Actually, I have the problem with one part of it (condition of nonexistence of an extreme value).
Let's assume that $f(x_1, x_2, \ldots, x_n)$ is continuous and has continuous first and second derivatives in the neighbourhood of the stationary point $(x_1^0, x_2^0, \ldots, x_n^0)$.
From the Taylor theorem $$ \Delta=f(x_1, x_2, \ldots, x_n) - f(x_1^0, x_2^0, \ldots, x_n^0) = \frac{1}{2}\sum_{i,k=1}^n f_{x_ix_k}\Delta x_i \Delta x_k, $$ where $\Delta x_i = x_i - x_i^0$ and all the derivatives are taken in some point $$ (x_1^0+\theta\Delta x_1, x_2^0 + \theta \Delta x_2, \ldots, x_n^0 + \theta \Delta x_n),\quad \theta\in (0,1). $$
Let's define $$ a_{ik} = f_{x_i x_k}(x_1^0, x_2^0, \ldots, x_n^0), \quad i,k=1,2,\ldots,n. $$ From the continuity of the derivatives, we can write $$ f_{x_ix_k}(x_1^0+\theta\Delta x_1, \ldots, x_n^0 + \theta \Delta x_n) = a_{ik} + \alpha_{ik}, $$ where $\alpha_{ik}\to 0$ when $\Delta x_1 \to 0, \ldots, \Delta x_n \to 0$. Then, we can write $$ \Delta = \frac{1}{2} \left[ \sum_{i,k=1}^n a_{ik}\Delta x_i \Delta x_k + \sum_{i,k=1}^n \alpha_{ik}\Delta x_i \Delta x_k \right] $$ Now, let's assume that the first quadratic form in the [...] is indefinite. We have to show that the function $f$ doesn't have the extreme value in $(x_1^0,\ldots,x_n^0)$.

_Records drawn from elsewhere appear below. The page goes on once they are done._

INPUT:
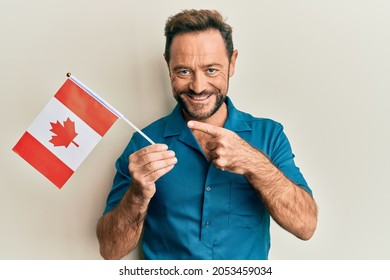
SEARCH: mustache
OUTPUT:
[176,89,220,96]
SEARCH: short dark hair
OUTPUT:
[165,10,234,64]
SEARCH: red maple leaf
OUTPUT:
[49,118,79,148]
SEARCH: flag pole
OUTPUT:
[66,72,155,145]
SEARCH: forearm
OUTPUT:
[246,151,317,240]
[96,187,149,259]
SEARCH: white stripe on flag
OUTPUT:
[27,98,102,170]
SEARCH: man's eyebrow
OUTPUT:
[172,65,190,71]
[203,63,223,68]
[172,63,223,71]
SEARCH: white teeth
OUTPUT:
[191,95,209,100]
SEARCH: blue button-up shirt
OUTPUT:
[105,98,311,259]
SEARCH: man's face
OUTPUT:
[168,29,237,120]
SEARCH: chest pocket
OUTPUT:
[229,181,266,228]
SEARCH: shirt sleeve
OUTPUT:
[103,135,139,214]
[270,124,313,195]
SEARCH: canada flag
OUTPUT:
[12,78,118,188]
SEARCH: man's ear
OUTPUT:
[229,50,238,77]
[163,53,171,77]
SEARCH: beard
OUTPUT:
[173,89,226,120]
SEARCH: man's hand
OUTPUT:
[129,144,177,200]
[188,121,262,175]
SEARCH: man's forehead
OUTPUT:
[170,29,227,58]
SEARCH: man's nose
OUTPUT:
[189,73,207,93]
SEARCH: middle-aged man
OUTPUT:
[97,10,317,259]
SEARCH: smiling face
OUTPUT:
[168,29,237,124]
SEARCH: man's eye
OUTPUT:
[180,70,190,76]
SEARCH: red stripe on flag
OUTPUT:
[54,79,118,137]
[12,131,74,189]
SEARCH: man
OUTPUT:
[97,10,317,259]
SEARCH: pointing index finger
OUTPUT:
[187,121,223,137]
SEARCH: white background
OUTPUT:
[0,0,390,259]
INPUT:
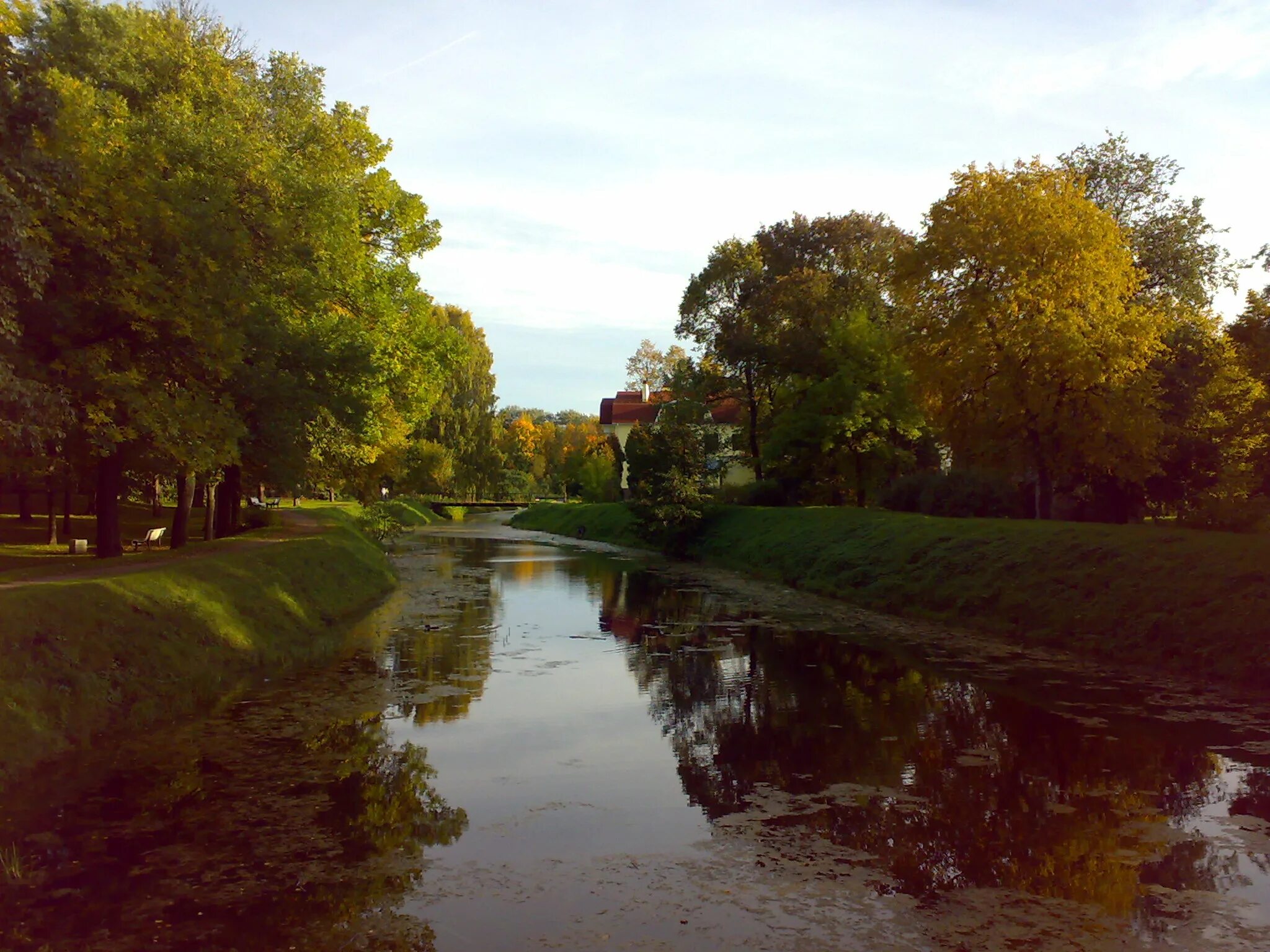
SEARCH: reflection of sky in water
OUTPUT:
[396,545,1270,934]
[395,546,709,862]
[0,537,1270,952]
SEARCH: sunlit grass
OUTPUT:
[0,843,27,882]
[0,518,394,782]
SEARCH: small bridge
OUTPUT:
[428,496,569,515]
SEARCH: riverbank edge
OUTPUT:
[0,510,396,787]
[512,503,1270,687]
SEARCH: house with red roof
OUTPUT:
[600,387,755,493]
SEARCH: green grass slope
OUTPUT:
[513,504,1270,684]
[0,511,394,782]
[512,503,649,549]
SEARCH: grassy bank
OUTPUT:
[0,509,394,782]
[512,504,1270,684]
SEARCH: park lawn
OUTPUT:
[0,503,188,580]
[513,504,1270,684]
[0,508,395,783]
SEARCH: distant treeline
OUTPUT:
[670,136,1270,528]
[0,0,502,556]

Let's assume that for some $\Delta x_i = h_i$ our form is negative $$ \sum_{i,k=1}^n a_{ik}h_i h_k <0 $$ and put $$ \Delta x_i = h_i t,\quad t\neq 0. $$ It represents moving the point $(x_1,\ldots,x_n)$ on the straight line connecting $(x_1^0, x_2^0, \ldots, x_n^0)$ and $(x_1^0 +h_1, x_2^0 +h_2, \ldots, x_n^0 + h_n)$. Then we have $$ \Delta = \frac{t^2}{2} \left[ \sum_{i,k=1}^n a_{ik}h_i h_k + \sum_{i,k=1}^n \alpha_{ik}h_i h_k \right]. $$ We have to show now that for the sufficiently small $t$, our $\Delta$ is always negative. Of course, because $t\to 0 \implies \Delta x_i \to 0 \implies \alpha_{ik}\to 0$, the second sum goes to $0$. However, for the same reason so is the first sum. How to show that the expression in the brackets [...] is always negative?
If we can show it, then it's just the matter of taking some $\Delta x_i = h_i^\ast$ for which the form is positive and the reasoning is the same. We then know that arbitrarily close to the stationary point, function $f$ takes both greater and smaller values than $f(x_{1}^0,\ldots, x_n^0)$ and thus cannot have an extreme value there.